How do you foster that humility, as a leader?

Humility is about accepting that you don’t know everything and that you can either not know or have taken views that are wrong and that you are going to be able to come back and say, maybe there is a better way. There is an issue; you are now an executive or you are now the CEO of a company and you can’t stop yourself from thinking that I must be somebody. I must be really smart. The trap is, you forget what you had to do, in the past, to become an executive. What you had to do in the past, to become an executive or to become the CEO, is to listen, to make compromises, to ask open questions. Also, to engage people, so they tell you what you don’t know.

The problem with becoming, all of a sudden, the boss, is that there is a tendency to say, well now I’m the boss, I know better. This is really the trap into which you should not fall. Let’s be honest, everybody, to a certain extent, falls into it. We’re all human. I must be good, if I have been appointed a division president, a CTO, a CEO; I really must be good. But you need to really make sure that you have the humility to accept that, because you are at the top, you don’t know it all. The information is down in the fields. There is too much information today, to process, for you to know it all. Therefore, you need to go and ask the questions, so people come up with the information. You have to have listened to other people’s input and your team’s input, and you can take the responsibility for making the difficult decisions.

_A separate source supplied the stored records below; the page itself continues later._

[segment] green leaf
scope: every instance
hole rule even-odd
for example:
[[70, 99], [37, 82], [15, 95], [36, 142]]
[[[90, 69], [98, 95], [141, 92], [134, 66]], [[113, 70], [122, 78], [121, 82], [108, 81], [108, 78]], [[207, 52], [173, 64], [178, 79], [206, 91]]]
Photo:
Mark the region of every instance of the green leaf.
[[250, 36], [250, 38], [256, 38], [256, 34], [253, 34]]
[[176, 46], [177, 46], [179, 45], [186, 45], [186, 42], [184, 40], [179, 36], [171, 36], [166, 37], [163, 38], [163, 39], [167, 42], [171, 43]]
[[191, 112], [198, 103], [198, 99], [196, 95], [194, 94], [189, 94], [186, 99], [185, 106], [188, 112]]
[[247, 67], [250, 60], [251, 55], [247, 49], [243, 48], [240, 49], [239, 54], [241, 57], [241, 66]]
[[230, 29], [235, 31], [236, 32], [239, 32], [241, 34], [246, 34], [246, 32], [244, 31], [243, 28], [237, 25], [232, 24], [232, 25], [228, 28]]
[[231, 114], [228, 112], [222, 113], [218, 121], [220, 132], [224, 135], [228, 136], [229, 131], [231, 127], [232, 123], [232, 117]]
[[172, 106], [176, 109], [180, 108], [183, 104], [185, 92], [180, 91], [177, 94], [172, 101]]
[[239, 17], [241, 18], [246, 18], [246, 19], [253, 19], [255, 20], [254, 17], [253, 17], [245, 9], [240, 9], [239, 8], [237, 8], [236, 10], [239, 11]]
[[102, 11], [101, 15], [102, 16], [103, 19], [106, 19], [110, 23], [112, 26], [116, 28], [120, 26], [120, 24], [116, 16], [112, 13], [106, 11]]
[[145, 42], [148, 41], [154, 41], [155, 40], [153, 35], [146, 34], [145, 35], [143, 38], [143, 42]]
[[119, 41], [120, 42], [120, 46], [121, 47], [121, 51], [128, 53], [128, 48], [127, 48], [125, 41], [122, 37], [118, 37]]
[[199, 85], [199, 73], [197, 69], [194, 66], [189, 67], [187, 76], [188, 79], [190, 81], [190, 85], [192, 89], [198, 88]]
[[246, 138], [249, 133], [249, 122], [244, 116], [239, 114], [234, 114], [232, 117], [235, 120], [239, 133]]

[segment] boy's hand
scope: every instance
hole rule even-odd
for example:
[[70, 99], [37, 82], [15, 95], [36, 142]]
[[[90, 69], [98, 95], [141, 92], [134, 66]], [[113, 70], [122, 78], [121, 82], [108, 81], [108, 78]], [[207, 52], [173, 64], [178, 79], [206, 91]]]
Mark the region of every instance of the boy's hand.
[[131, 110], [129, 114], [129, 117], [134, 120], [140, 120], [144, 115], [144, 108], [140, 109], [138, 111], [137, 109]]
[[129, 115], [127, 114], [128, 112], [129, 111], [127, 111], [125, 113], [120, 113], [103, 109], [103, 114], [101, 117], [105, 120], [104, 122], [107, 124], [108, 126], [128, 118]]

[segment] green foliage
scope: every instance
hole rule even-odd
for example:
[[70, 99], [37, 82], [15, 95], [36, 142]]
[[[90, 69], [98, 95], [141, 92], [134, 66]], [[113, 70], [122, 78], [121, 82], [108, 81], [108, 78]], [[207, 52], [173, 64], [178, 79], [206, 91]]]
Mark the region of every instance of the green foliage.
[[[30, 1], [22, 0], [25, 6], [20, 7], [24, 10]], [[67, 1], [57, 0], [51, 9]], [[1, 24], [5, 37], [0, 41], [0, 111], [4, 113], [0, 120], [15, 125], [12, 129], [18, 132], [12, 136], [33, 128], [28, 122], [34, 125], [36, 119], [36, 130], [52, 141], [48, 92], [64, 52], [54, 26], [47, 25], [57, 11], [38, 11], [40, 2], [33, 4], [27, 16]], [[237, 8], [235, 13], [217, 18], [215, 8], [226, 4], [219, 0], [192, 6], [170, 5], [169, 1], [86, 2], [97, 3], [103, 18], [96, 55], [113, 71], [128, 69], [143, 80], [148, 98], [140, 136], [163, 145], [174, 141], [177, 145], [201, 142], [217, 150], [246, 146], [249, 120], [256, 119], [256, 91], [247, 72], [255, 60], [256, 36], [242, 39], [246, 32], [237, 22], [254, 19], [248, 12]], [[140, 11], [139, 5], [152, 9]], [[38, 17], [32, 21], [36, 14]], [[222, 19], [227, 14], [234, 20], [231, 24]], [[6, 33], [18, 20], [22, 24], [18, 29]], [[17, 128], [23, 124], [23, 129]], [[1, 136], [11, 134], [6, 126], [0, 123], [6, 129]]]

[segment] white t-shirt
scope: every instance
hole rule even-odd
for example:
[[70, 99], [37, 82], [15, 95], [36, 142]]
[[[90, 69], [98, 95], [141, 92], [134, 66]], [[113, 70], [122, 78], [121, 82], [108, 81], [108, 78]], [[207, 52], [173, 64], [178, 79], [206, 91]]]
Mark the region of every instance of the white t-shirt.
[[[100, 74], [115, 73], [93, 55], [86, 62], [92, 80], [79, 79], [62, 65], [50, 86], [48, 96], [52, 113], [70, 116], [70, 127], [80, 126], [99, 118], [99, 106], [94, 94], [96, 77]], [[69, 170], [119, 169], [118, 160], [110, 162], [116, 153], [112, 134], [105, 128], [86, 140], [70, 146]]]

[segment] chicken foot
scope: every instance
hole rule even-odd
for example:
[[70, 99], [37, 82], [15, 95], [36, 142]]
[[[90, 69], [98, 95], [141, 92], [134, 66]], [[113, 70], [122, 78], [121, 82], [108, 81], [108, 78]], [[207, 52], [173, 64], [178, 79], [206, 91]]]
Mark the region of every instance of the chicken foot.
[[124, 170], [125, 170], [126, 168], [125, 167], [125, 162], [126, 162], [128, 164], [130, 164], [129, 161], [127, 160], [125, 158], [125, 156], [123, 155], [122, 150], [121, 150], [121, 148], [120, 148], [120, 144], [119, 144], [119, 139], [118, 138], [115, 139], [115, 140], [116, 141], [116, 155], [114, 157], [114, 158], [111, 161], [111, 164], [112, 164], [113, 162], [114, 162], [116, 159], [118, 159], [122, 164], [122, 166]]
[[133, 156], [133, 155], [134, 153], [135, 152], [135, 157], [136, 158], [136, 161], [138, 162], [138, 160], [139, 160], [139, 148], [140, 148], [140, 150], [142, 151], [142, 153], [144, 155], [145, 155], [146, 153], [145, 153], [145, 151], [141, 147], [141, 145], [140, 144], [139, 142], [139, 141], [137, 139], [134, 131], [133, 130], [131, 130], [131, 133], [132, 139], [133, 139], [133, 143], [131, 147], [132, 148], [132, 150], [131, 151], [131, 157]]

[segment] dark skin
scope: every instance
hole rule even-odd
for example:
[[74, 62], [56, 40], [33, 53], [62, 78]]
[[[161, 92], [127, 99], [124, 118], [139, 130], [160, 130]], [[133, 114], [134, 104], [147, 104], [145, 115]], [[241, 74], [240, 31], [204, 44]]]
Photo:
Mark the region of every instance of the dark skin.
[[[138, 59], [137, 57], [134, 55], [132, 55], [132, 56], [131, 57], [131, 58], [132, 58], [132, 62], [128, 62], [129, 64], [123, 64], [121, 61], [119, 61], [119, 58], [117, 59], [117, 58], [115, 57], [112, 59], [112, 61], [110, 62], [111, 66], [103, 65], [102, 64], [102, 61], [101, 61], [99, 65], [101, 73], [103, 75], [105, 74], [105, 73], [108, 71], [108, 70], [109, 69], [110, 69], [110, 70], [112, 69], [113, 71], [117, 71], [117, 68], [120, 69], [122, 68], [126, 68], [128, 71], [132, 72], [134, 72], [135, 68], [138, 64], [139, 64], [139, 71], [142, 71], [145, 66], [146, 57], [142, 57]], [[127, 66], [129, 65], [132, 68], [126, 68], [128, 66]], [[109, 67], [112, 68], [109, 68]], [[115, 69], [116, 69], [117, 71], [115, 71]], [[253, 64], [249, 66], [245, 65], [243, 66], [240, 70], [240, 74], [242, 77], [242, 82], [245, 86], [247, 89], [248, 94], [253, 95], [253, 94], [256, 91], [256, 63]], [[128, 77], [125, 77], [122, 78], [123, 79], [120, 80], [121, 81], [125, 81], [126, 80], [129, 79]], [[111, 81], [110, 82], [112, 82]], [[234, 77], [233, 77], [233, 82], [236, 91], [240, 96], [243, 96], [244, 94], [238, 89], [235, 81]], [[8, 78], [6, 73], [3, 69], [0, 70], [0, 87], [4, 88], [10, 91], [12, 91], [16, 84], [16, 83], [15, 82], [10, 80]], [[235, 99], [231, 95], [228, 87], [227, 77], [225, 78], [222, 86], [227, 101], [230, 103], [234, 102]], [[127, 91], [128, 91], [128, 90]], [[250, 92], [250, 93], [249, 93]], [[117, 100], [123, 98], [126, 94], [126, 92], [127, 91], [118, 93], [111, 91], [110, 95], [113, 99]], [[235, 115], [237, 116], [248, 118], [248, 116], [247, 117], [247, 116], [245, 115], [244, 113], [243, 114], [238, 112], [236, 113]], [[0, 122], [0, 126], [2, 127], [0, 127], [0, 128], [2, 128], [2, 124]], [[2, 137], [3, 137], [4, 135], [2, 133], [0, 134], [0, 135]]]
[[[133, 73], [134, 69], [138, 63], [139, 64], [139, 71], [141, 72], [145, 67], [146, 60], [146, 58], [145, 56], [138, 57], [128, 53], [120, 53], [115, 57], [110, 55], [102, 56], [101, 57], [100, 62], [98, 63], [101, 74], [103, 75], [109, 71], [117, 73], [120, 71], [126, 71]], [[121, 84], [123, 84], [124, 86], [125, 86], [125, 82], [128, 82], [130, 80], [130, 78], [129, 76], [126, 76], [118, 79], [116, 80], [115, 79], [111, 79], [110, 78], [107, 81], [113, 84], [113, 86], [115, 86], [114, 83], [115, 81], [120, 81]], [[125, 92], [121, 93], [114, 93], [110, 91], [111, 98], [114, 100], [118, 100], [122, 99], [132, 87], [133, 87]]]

What practices or procedures did you have, to ensure that you stayed humble, when you became the CEO?

That’s a very good question, because you should ask my wife. My wife, when I came back from work, from time to time – and sometimes I was travelling for a week, or something like that – all of a sudden, I come back home and you tend to behave as the boss. Coming back home is really a great time for you to know that, no, you are not the boss. People don’t have to suck it up. You become like you have always been.